Abstract

Gaze estimation is one of the most promising technologies for supporting indoor monitoring and interaction systems. However, previous gaze estimation techniques generally work only in a controlled laboratory environment because they require a number of high-resolution eye images. This makes them unsuitable for welfare and healthcare facilities with the following challenging characteristics: 1) users’ continuous movements, 2) various lighting conditions, and 3) a limited amount of available data. To address these issues, we introduce a multi-view multi-modal head-gaze estimation system that translates the user’s head orientation into the gaze direction. The proposed system captures the user using multiple cameras with depth and infrared modalities to train more robust gaze estimators under the aforementioned conditions. To this end, we implemented a deep learning pipeline that can handle different types and combinations of data. The proposed system was evaluated using the data collected from 10 volunteer participants to analyze how the use of single/multiple cameras and modalities affect the performance of head-gaze estimators.

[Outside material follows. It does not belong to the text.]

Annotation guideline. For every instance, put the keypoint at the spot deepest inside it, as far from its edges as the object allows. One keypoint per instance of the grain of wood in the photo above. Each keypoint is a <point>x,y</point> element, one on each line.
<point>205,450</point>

Through various experiments, we found that 1) an infrared-modality provides more useful features than a depth-modality, 2) multi-view multi-modal approaches provide better accuracy than single-view single-modal approaches, and 3) the proposed estimators achieve a high inference efficiency that can be used in real-time applications.

Highlights

  • Since the outbreak of COVID-19, governmental bodies worldwide announced that, to limit the spread of the virus, noncontact interactions should be established between people [1]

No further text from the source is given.